NORTH CAROLINA COURT OF APPEALS

Filed: 21 May 2002

STATE OF NORTH CAROLINA

    v .                             Cumberland County
                                Nos. 98 CRS 013337-41
WILLIAM NOLAN PATTERSON

    GREENE, Judge, dissenting in part.

    I dissent because I believe the trial court erred in considering for sentencing purposes information contained in records that had not been presented into evidence either at trial or at the sentencing hearing. As to the remainder of the majority opinion, however, I fully concur.
    Although the formal rules of evidence do not apply in a sentencing hearing, such a hearing “must be fair and just” and provide the defendant with an “effective way of contradicting [any] damaging and prejudicial information.” State v. Locklear, 34 N.C. App. 37, 39-40, 237 S.E.2d 289, 291 (1977), rev'd on other grounds, 294 N.C. 210, 241 S.E.2d 65 (1978); N.C.G.S. § 15A-1334(b) (2001). As a general proposition, the sentencing judge is permitted to consider any “circumstances brought out at trial.” State v. Flowe, 107 N.C. App. 468, 472-73, 420 S.E.2d 475, 478, disc. review denied, 332 N.C. 669, 424 S.E.2d 412 (1992).
    In this case, the sentencing judge considered, in evaluatingthe credibility of defendant's request for a mitigating factor,   (See footnote 1)  certain Department of Social Services (DSS) records that had been presented to the trial court during the trial for in camera review but which had not been presented into evidence or otherwise been made available to defendant. The sentencing judge, after reviewing these records in camera, noted that defendant's trial testimony relating to his employment history was “clearly rebutted by the [DSS] records.” Defendant questioned the trial court's procedure in reviewing the records on the ground that his “credibility ha[d] been challenged by records” he had not seen.
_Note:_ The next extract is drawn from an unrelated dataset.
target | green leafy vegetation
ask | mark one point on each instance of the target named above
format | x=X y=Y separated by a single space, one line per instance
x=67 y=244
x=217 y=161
After advising defendant he could “take it up on appeal,” the sentencing judge sentenced defendant without granting him the benefit of the requested mitigating factor.
    As the information in the DSS records was not evidence in defendant's trial, it was not within the scope of Flowe. Furthermore, it was not “fair and just” to allow the sentencing judge to consider this information, which was damaging and prejudicial, as defendant had no effective method or opportunity to contradict it. See State v. Midyette, 87 N.C. App. 199, 204-05, 360 S.E.2d 507, 510 (1987), aff'd, 322 N.C. 108, 366 S.E.2d 440 (1988) (new sentencing hearing required where trial court conducted an in camera victim input session and pronounced judgment without ensuring that all information received by the trial court had been known to the defendant and without the defendant having had anopportunity to explain or refute the information).
    Therefore, I would vacate the sentence and remand for a new sentencing hearing.


Footnote: 1
    Defendant testified at trial he had a positive employment history and during the sentencing hearing requested a finding in mitigation pursuant to N.C. Gen. Stat. § 15A-1340.16(e)(19) (2001).